Imaginez : 62 ans, une petite pension de 1 100 € par mois, et pourtant… une terrasse ensoleillée, du poisson frais chaque matin, des soirées sans stress financier. Ça ressemble à un rêve inaccessible ? Pas tant que ça. Chaque année, des Françaises franchissent le pas et posent leurs valises sur des îles européennes où ce même budget, jugé trop juste en métropole, se transforme soudainement en vrai pouvoir de vivre. Voilà comment elles font.

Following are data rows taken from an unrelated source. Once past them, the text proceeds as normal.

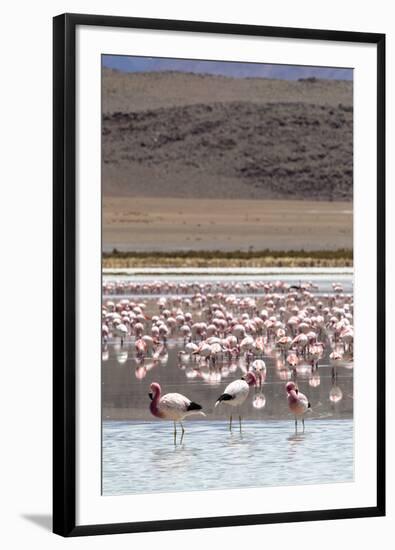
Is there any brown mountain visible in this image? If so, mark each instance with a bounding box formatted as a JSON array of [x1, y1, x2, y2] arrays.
[[102, 69, 353, 200]]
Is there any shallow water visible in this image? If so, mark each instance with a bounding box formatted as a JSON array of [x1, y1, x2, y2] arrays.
[[102, 419, 353, 495], [102, 275, 358, 495]]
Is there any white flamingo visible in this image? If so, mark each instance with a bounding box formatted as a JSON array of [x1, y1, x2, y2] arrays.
[[215, 372, 256, 432], [148, 382, 206, 443]]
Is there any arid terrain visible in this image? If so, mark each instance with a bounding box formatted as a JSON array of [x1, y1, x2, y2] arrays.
[[103, 196, 352, 252], [102, 68, 353, 252]]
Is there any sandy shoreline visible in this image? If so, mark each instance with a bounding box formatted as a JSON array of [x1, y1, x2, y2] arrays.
[[103, 196, 353, 251]]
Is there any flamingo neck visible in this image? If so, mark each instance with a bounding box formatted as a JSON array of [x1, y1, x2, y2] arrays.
[[288, 390, 298, 403], [150, 387, 161, 417]]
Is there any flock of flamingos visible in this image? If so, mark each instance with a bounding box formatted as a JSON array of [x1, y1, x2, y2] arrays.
[[102, 281, 354, 441]]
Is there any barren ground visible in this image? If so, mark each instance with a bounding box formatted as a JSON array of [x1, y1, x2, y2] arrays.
[[103, 197, 352, 252]]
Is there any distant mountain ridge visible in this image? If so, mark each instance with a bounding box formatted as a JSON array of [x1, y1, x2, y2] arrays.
[[102, 69, 353, 200], [103, 55, 353, 80]]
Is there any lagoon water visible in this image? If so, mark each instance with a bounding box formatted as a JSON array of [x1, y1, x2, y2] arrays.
[[103, 419, 353, 495], [102, 275, 354, 495]]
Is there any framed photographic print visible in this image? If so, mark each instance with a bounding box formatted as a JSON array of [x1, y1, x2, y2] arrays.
[[53, 14, 385, 536]]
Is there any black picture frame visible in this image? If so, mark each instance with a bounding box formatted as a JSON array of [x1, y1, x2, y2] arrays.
[[53, 14, 385, 537]]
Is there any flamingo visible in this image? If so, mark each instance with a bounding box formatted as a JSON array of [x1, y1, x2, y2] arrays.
[[285, 382, 311, 432], [215, 371, 257, 433], [148, 382, 206, 444]]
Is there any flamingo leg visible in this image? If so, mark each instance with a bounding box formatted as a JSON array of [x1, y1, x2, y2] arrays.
[[180, 421, 185, 443]]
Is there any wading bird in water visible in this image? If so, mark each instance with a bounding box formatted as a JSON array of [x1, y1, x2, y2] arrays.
[[285, 382, 311, 432], [148, 382, 206, 444], [215, 371, 257, 432]]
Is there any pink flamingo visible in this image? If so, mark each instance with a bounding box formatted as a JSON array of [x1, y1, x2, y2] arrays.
[[148, 382, 206, 443], [285, 382, 311, 432], [215, 371, 257, 432]]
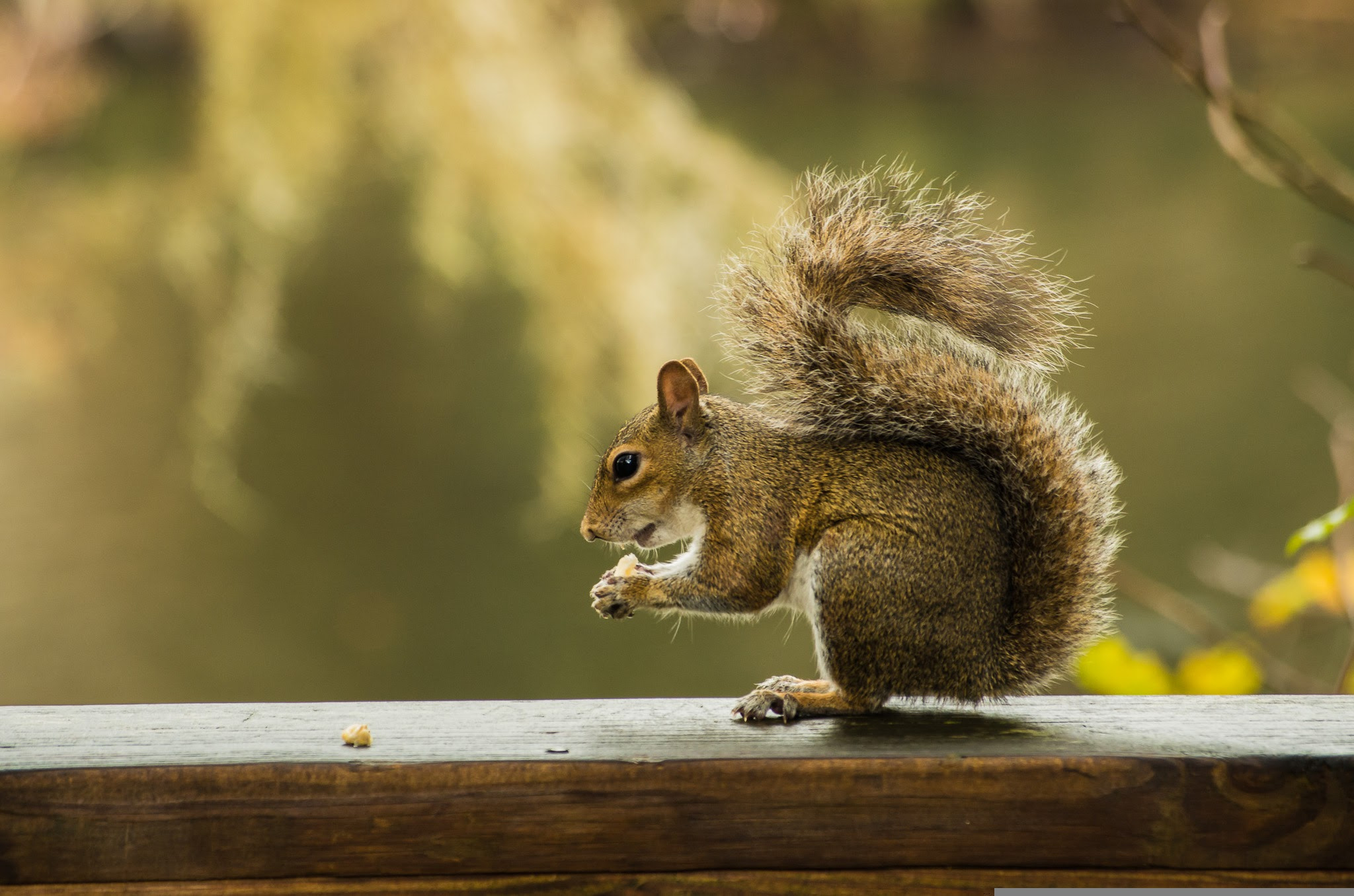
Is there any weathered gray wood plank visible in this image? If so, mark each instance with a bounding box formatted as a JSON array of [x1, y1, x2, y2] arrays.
[[0, 696, 1354, 772], [0, 697, 1354, 892]]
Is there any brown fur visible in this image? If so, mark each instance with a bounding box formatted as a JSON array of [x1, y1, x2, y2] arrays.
[[582, 163, 1119, 719]]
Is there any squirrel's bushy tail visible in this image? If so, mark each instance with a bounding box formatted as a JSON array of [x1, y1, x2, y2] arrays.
[[721, 168, 1120, 696]]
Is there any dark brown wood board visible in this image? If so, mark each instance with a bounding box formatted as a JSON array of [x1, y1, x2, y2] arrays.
[[0, 696, 1354, 892]]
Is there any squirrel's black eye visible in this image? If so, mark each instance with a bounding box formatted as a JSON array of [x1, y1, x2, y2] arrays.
[[611, 451, 639, 482]]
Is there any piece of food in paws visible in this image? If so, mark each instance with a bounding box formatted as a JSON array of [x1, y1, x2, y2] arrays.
[[612, 554, 639, 576], [342, 726, 371, 747]]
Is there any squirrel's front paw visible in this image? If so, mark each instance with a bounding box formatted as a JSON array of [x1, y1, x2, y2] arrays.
[[592, 576, 650, 618], [592, 577, 635, 618], [734, 688, 799, 723]]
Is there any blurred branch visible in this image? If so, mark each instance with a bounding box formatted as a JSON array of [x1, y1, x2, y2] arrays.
[[1293, 365, 1354, 693], [1293, 243, 1354, 289], [1116, 563, 1327, 693], [1121, 0, 1354, 223]]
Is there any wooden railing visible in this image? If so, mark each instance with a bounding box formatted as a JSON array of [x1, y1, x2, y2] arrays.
[[0, 697, 1354, 895]]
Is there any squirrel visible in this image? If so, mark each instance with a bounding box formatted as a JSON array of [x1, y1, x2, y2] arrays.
[[581, 167, 1121, 722]]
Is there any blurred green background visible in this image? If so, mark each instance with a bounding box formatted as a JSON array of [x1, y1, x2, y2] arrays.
[[0, 0, 1354, 702]]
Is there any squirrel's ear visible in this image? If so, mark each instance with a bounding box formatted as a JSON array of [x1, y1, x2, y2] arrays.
[[658, 361, 701, 439], [681, 357, 709, 395]]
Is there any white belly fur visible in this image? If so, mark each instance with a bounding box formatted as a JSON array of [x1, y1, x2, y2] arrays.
[[766, 548, 830, 678]]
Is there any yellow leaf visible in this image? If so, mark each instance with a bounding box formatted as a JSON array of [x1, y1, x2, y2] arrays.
[[1248, 570, 1315, 631], [1250, 548, 1345, 631], [1177, 644, 1265, 694], [1076, 635, 1172, 694], [1293, 551, 1345, 616]]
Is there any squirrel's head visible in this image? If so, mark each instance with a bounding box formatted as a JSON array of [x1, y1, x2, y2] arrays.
[[580, 357, 708, 548]]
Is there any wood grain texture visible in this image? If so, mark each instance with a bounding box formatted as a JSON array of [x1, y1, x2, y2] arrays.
[[0, 696, 1354, 772], [3, 868, 1354, 896], [0, 697, 1354, 892]]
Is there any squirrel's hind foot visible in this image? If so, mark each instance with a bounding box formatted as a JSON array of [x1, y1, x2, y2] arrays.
[[734, 688, 799, 723], [734, 685, 879, 723]]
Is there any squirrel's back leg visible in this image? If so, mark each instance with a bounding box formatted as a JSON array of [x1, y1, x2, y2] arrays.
[[813, 509, 1010, 702], [734, 513, 1009, 720]]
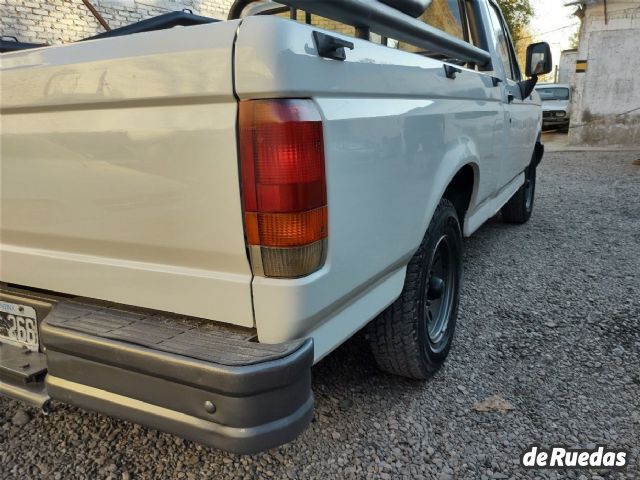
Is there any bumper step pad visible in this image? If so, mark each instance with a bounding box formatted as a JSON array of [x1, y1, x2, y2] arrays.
[[0, 292, 314, 454], [47, 300, 303, 365]]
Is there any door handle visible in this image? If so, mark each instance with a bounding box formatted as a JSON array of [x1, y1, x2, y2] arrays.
[[443, 63, 462, 80]]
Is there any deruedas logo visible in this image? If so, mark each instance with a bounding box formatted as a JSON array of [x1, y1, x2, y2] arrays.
[[520, 445, 629, 468]]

Quand 1 100 € en France riment avec tension… et pas avec sérénité
Soyons honnêtes : en France, 1 100 € de retraite, c’est compliqué. Selon l’Insee, le seuil de pauvreté s’établissait à 1 288 € mensuels pour une personne seule en 2023. Autrement dit, cette pension se retrouve en dessous. Loyer, énergie, courses : le budget fond à vue d’œil, et le fameux « reste à vivre » devient presque symbolique.
La règle des 33 % issue du Code de la Consommation recommande de ne pas consacrer plus d’un tiers de ses revenus au logement. Avec 1 100 €, cela représente environ 363 €. En région parisienne ou dans les grandes villes françaises, trouver un appartement à ce prix relève du miracle. Résultat : beaucoup de retraitées se retrouvent à jongler, à rogner, à renoncer.
Madère, Tinos, les Canaries : ces îles qui changent la donne
Et si la solution se trouvait à deux ou trois heures d’avion ? Sur certaines îles européennes encore discrètes, comme Madère hors de Funchal ou Tinos en Grèce, la réalité est radicalement différente. Un T2 en village se loue entre 300 et 400 € en bail longue durée. Le budget logement respecte enfin la règle du tiers, et il reste environ 700 € pour vivre.